Congrats on all the work over the course of the year-to-date in the Gilead partnership. So I just have a couple of targeted questions year. Just from a high level is psoriatic arthritis the second and most near-term indications that would tack onto the rheumatology channel post approval and RA?
Yes.
Yes.
Do we have an updated idea of how long the Phase III might take to run now that you've just kind of kicked it off? Or any kind of standard time lines that you guys generally use, as a rule of thumb for that?
Yes, Dane. This is Walid. So I don't think we are -- have guided to that yet. This will be a discussion that we will need to have with Gilead. But I think it's early days now to be able to estimate because we still haven't started yet.
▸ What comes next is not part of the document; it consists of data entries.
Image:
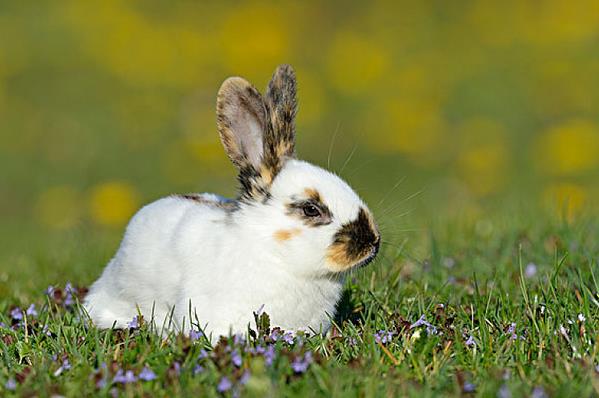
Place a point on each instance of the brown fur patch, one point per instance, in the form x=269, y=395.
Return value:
x=228, y=205
x=356, y=242
x=313, y=194
x=283, y=235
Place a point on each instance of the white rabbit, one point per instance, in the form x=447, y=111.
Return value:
x=284, y=244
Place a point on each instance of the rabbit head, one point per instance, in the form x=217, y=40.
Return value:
x=304, y=215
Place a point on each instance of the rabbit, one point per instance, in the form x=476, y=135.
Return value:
x=284, y=245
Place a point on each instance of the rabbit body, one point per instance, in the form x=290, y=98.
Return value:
x=283, y=245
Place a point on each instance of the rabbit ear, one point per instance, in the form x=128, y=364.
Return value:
x=241, y=119
x=282, y=105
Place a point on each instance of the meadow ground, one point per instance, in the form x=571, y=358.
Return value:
x=505, y=306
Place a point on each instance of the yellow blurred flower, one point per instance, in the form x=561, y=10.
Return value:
x=569, y=148
x=254, y=38
x=59, y=207
x=355, y=64
x=484, y=157
x=112, y=203
x=136, y=48
x=565, y=198
x=413, y=128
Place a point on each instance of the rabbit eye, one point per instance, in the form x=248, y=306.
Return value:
x=311, y=210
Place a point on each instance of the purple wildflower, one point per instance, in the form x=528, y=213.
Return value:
x=31, y=311
x=70, y=291
x=469, y=387
x=245, y=377
x=147, y=374
x=238, y=339
x=10, y=385
x=288, y=337
x=512, y=331
x=530, y=270
x=134, y=323
x=124, y=377
x=203, y=354
x=224, y=385
x=383, y=336
x=16, y=314
x=430, y=329
x=538, y=392
x=470, y=342
x=269, y=355
x=504, y=392
x=66, y=365
x=275, y=334
x=300, y=365
x=236, y=358
x=195, y=334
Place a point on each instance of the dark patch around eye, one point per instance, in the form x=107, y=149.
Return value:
x=355, y=239
x=296, y=209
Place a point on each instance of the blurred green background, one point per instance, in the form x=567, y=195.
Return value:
x=473, y=106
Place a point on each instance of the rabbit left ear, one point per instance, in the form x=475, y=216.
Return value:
x=280, y=98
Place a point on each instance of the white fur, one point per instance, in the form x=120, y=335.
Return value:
x=179, y=253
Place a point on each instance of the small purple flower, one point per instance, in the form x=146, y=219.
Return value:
x=66, y=365
x=224, y=385
x=512, y=331
x=430, y=329
x=470, y=342
x=269, y=355
x=530, y=270
x=69, y=288
x=288, y=337
x=195, y=334
x=383, y=336
x=236, y=358
x=275, y=334
x=245, y=377
x=31, y=311
x=69, y=300
x=504, y=392
x=469, y=387
x=124, y=377
x=147, y=374
x=203, y=354
x=101, y=383
x=16, y=314
x=538, y=392
x=300, y=365
x=10, y=385
x=238, y=339
x=134, y=324
x=177, y=368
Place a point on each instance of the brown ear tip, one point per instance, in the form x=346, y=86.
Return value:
x=233, y=83
x=285, y=69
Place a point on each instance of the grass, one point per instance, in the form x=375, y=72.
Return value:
x=507, y=307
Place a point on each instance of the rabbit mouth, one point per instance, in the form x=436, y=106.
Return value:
x=371, y=256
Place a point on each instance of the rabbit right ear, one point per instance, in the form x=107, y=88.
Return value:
x=242, y=124
x=241, y=119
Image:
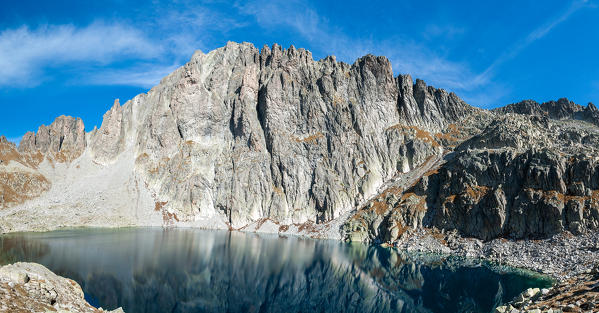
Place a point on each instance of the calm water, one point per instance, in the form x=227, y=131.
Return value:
x=155, y=270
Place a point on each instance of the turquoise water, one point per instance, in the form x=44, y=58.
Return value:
x=180, y=270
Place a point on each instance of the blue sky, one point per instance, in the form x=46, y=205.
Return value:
x=76, y=57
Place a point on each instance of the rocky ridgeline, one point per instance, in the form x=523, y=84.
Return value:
x=240, y=136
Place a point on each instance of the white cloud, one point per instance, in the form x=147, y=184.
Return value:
x=406, y=56
x=15, y=140
x=25, y=52
x=147, y=76
x=533, y=36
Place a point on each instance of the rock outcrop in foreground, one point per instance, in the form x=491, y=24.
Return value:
x=271, y=140
x=30, y=287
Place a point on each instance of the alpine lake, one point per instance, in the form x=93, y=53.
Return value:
x=189, y=270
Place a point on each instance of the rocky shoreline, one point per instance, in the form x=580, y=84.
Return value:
x=30, y=287
x=573, y=261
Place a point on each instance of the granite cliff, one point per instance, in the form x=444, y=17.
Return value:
x=272, y=140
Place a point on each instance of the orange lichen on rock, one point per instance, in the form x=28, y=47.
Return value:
x=159, y=205
x=310, y=139
x=476, y=192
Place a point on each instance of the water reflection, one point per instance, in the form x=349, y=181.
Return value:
x=155, y=270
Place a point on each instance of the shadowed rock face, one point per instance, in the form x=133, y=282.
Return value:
x=252, y=134
x=243, y=135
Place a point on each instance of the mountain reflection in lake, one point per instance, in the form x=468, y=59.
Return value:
x=178, y=270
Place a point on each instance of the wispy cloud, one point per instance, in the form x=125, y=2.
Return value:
x=405, y=55
x=146, y=75
x=538, y=33
x=25, y=53
x=15, y=140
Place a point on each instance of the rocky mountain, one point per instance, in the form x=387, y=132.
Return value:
x=272, y=140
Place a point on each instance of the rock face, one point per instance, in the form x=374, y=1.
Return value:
x=19, y=180
x=30, y=287
x=239, y=136
x=64, y=138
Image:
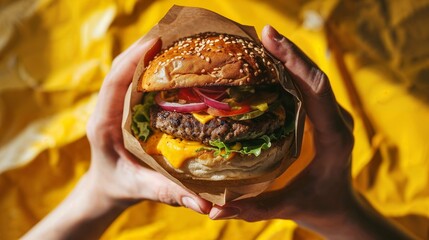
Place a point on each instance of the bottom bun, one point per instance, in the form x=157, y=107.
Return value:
x=207, y=167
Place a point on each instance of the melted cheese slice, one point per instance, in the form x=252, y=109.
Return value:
x=175, y=150
x=202, y=118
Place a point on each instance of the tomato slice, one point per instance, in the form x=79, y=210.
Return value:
x=188, y=95
x=233, y=112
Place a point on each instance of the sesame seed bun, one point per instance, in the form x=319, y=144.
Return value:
x=209, y=59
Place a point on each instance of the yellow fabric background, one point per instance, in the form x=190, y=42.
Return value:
x=54, y=55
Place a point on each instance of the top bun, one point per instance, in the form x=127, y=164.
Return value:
x=209, y=59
But we'll have to come back and revisit this at a later time.
Okay. The second kind of target question here. Is some of the ongoing evaluation for cutaneous lupus relate to the possibility of maybe using a topical formulation for filgotinib?
I don't think that it's ruled out. But I don't think that is currently in the -- the natural next step. I think, as I mentioned, the data that we've seen in these -- the study, particularly the subset of patients with more severe disease or with actually lupus itself, systemic lupus, would suggest that in certain group of patients, filgotinib orally as it's given -- was given in that trial would be the way to go.
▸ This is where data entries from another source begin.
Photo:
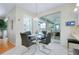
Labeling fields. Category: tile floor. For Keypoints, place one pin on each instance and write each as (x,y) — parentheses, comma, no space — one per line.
(55,49)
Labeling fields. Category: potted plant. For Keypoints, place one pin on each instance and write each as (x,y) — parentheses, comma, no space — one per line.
(3,26)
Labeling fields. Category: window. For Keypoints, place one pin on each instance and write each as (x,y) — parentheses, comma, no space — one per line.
(27,23)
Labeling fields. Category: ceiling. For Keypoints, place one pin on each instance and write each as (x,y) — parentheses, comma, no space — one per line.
(5,8)
(31,7)
(53,18)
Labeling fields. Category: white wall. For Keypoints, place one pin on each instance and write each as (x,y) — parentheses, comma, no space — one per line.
(16,15)
(11,32)
(67,14)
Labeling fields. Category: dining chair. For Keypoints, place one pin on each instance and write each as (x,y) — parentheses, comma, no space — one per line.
(44,32)
(26,42)
(45,42)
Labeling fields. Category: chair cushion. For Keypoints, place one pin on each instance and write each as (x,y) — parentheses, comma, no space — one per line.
(73,41)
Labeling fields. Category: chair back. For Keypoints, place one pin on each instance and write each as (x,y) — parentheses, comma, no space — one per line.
(25,40)
(48,38)
(28,33)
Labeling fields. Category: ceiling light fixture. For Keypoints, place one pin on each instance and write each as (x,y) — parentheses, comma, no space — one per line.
(75,9)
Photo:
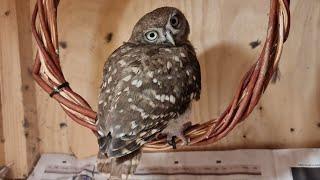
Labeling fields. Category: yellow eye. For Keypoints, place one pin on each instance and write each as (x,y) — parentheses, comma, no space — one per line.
(174,21)
(151,35)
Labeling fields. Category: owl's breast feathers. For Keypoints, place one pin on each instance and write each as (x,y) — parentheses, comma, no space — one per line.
(143,87)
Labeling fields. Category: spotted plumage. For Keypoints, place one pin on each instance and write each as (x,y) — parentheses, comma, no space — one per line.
(147,82)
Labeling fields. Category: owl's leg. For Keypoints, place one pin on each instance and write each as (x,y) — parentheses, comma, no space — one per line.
(176,128)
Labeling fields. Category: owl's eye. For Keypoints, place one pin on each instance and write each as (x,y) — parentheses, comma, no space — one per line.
(174,21)
(151,35)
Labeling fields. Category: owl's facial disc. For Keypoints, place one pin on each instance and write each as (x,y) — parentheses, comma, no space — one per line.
(163,26)
(169,37)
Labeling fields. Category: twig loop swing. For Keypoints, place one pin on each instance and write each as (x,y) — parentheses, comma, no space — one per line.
(48,74)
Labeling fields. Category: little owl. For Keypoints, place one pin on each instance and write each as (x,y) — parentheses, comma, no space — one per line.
(148,85)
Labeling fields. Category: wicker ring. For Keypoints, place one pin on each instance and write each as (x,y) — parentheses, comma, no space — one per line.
(249,91)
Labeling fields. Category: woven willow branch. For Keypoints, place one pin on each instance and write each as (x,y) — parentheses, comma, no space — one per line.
(48,74)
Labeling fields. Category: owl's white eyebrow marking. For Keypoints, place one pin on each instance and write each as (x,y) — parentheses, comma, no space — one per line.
(136,83)
(172,99)
(127,78)
(191,96)
(169,65)
(135,70)
(109,79)
(163,97)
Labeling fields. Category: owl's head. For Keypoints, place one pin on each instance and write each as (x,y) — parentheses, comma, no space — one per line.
(165,26)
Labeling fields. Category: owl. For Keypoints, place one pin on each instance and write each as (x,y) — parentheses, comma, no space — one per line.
(148,85)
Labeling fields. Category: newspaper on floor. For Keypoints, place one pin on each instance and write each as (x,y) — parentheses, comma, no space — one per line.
(293,164)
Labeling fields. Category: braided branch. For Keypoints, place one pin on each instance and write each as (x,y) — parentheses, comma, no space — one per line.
(48,74)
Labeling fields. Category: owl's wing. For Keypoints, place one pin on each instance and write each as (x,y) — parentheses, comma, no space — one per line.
(143,87)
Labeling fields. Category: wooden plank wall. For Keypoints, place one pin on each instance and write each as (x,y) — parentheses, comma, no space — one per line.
(19,128)
(288,115)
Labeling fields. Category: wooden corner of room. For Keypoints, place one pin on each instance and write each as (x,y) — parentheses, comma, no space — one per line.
(18,118)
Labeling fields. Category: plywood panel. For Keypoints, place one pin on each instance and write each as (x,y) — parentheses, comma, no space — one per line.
(288,114)
(18,110)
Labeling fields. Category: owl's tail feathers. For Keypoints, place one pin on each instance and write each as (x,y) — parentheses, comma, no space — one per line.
(118,168)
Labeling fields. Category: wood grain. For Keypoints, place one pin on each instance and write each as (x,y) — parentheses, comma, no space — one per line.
(18,105)
(288,114)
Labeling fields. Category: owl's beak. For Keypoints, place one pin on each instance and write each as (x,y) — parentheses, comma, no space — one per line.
(169,37)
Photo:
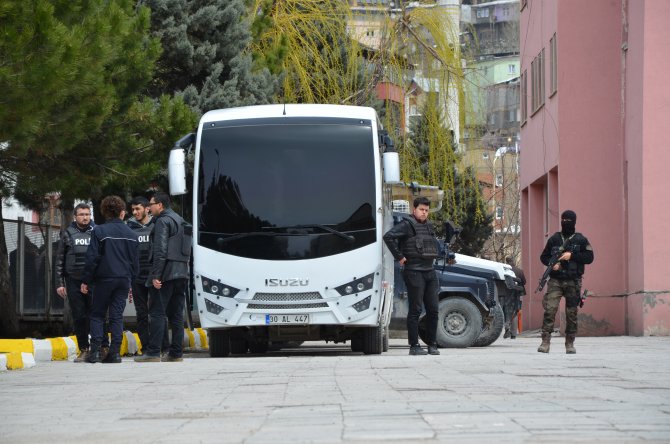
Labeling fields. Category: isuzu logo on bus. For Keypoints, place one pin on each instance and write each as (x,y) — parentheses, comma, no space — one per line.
(291,282)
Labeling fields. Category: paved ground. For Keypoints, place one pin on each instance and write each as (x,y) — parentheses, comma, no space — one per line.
(616,389)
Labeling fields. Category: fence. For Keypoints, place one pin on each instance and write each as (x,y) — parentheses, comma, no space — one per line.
(32,256)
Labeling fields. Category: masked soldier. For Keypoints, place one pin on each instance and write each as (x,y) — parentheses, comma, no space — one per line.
(573,251)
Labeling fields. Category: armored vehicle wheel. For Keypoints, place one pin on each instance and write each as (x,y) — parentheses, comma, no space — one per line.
(219,343)
(238,346)
(492,329)
(459,323)
(373,340)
Okay. And the last question for me. Obviously, in 2 weeks, we're going to have the American College of Rheumatology coming up, which is obviously, probably one of the biggest years for you guys ahead of filgotinib and RA. Could you just maybe give us a what your team is focused on for the presentations that are going to be at that conference? And also, what you're trying to accomplish on the maybe bridging into the commercial side now?
I think it's a question for maybe both of us, Bart. I don't know if you want to tackle it. But I think this is the -- for the commercial part, maybe I'll leave it to Bart -- and discussions with Gilead. I mean for us, it would be continuing to present data that would characterize essentially the mechanism of action of filgotinib, the data that we have in the clinic and continue to show the evidence of efficacy with this compound, and also in terms of efficacy population and so on and so forth. You can see that from the abstracts maybe in -- we have some abstracts in other population and so on and so forth. But it would continue to disseminate the data that is stemming from analysis of the trials that we've conducted particularly, I believe, stage II is mostly being analyzed in some additional subpopulations. And Bart, I don't know if you want to tackle the other piece regarding...
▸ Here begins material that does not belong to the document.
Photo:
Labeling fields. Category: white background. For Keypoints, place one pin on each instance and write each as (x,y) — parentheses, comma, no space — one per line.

Yes, look, what I can add is that these congresses are very important because it's really the place where we have a chance to really display the clinical results, and we make a start with the commercial positioning even though we're not yet in an approved phase. But this is an important progress for us like the European equivalents of these congresses. And there's going to be significant presence of both the Gilead and the Galapagos team, including both CEOs that will be attending the congress. So yes, ACR is a big event for us, and we will be hoping to display the characteristics of the molecule there in full force.
Ladies and gentlemen...
Thanks, Dane.
Go ahead.
And yes, thank you. That does really wrap up our hour with you today. I want to thank everybody for participating. I'm glad that ACR and our R&D update came up many times in the call. Please reach out to the IR team, if you'll be attending ACR in Atlanta this year so we can include you in our program. Our next scheduled call will be for the R&D update at 8 am Eastern on the 14th of November. And it's still possible to sign-up for participation in person. Just reach out to the IR team. So again, thank you very much for listening and for all your questions today. We wish everyone an excellent weekend. Goodbye.
Thank you. That will conclude today's conference call. Thank you for your participation, ladies and gentlemen. You may now disconnect.